Симеон с Пеггом немного поспорили, переходя от колокольни к кладбищу и обратно. Однако к концу очередного получаса оба оказались удовлетворены. Да, стоит признаться, что Исидора сделала правильный выбор. Пегг действительно беспокоится о деревне и ее жителях. И он сдержит неблаговидные порывы Мопсера. Просто Исидора могла бы заранее посоветоваться с ним. Не то чтобы он с ней не согласился, но…
Хотя, возможно, все дело в том, что уже через минуту после ухода кузнеца Хонейдью сообщил о приходе очередного незнакомца.
— Месье Антуан-Жозеф Пейр! — объявил он.
Симеон изобразил приветливую улыбку, которая должна была развеять разочарование просителей, обращающихся к нему с просьбой об оплате счетов, выписанных раньше, чем на свет появились их дети. Впрочем, на лице Пейра не было того смущенного выражения, которое отличало обычных просителей. Он поклонился с видом человека, который так и лучится самоуверенностью. На нем был огненно-рыжий камзол, украшенный большими пуговицами и серебряной вышивкой в виде лилии. Выпрямившись, Пейр вынул из кармана маленький флакончик с чем-то ароматным и понюхал его.

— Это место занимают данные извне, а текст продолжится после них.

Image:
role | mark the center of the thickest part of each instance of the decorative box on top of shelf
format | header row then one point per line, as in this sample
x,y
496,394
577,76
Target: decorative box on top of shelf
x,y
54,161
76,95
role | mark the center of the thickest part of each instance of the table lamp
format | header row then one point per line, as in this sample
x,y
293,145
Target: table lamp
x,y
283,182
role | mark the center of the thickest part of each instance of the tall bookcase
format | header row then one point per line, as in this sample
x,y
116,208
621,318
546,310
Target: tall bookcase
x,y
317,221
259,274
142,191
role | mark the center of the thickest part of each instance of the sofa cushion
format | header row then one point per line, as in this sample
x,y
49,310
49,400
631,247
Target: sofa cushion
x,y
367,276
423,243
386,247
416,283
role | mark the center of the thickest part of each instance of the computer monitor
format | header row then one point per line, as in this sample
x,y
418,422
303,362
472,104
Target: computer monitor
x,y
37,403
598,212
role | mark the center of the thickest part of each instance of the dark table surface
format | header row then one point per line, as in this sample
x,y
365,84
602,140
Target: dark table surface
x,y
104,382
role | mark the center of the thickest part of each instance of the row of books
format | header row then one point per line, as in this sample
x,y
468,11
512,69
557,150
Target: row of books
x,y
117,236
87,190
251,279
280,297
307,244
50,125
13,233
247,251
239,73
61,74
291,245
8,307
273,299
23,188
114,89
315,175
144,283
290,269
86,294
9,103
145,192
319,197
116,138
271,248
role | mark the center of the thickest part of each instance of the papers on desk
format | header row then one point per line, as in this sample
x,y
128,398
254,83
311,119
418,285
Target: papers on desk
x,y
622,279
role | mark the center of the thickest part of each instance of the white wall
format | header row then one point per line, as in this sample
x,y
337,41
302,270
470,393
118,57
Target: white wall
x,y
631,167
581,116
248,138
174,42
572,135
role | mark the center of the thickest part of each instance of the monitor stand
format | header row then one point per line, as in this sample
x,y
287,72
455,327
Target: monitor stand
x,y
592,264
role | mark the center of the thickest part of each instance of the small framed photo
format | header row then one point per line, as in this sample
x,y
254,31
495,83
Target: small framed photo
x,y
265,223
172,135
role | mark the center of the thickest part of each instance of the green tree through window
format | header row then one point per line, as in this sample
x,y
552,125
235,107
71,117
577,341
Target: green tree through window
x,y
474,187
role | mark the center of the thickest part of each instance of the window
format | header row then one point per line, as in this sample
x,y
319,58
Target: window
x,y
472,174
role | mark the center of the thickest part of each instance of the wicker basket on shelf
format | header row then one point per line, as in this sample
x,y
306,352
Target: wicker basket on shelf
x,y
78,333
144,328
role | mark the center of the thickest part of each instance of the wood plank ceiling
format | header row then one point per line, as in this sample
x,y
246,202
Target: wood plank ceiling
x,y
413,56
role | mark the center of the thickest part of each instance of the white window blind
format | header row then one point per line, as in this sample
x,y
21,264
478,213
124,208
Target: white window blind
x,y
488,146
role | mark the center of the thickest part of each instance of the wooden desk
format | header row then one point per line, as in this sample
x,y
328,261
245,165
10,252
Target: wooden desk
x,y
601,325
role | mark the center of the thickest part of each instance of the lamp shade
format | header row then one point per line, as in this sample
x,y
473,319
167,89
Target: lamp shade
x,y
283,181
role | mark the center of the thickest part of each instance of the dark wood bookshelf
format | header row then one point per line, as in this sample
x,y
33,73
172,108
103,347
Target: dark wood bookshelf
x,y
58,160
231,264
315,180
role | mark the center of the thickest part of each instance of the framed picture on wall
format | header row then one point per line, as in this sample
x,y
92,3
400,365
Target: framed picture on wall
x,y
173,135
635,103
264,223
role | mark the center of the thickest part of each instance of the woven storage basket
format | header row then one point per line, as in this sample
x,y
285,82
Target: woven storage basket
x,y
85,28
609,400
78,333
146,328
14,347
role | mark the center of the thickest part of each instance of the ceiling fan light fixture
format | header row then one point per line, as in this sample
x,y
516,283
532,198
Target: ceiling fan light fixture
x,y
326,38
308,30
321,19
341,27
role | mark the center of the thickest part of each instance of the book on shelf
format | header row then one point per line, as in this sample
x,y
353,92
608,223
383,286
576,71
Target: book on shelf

— Месье Пейр, — ответив на поклон, заговорил Симеон, — чем я могу вам помочь?
Оглядев венчающие потолок фризы, Пейр опустил голову и промолвил:
— Видите ли, ваша светлость, дело в том, что это не вы можете помочь мне, а я — вам. — И, не сказав больше ни слова, он принялся ходить по комнате, а его флакончик источал сильный цветочный аромат.
Симеон ждал, сдерживая улыбку. Пейр в своем ярком одеянии больше всего напоминал рыжего петуха, гордящегося своими перьями и уверенного в том, что одного его гребешка достаточно для того, чтобы всходило солнце. И Симеон был не так уж удивлен, когда выяснилось, что Пейр приехал не один, а в компании девятерых штукатуров, которые твердо намеревались работать в Ревелс-Хаусе по крайней мере десять дней, а то и дольше.
— Разумеется, все зависит от того, насколько затейливыми вы захотите сделать стены, — беззаботно проговорил Пейр. — В венецианском жилище ее светлости стены декорированы чудесной росписью в виде золоченых растений, цветов и тому подобных вещей. Это… — он поцеловал собранные в щепотку пальцы, — великолепно! Но я понимаю, что тут Англия, здесь не любят подобного блеска, подобной изысканности. Полагаю, вас устроит классический стиль. Я вижу эту комнату отделанной бледными панелями…
Пока месье Пейр разглагольствовал о том, что он сделает в кабинете, Симеон мрачно думал, что Исидора позвала этих штукатуров для крупных переделок в его доме, но даже не поставила его в известность об этом.
— Ваша светлость, — громче заговорил Пейр, — а ведь я совершенно не чувствую неприятного запаха.
Обернувшись, Симеон увидел, что Пейр закрывает пробкой свой ароматический флакон. Бутылочка находилась в нелепой золотой клетке, украшенной цветами из эмали.
— Все уборные в доме привели в порядок, — объяснил Симеон.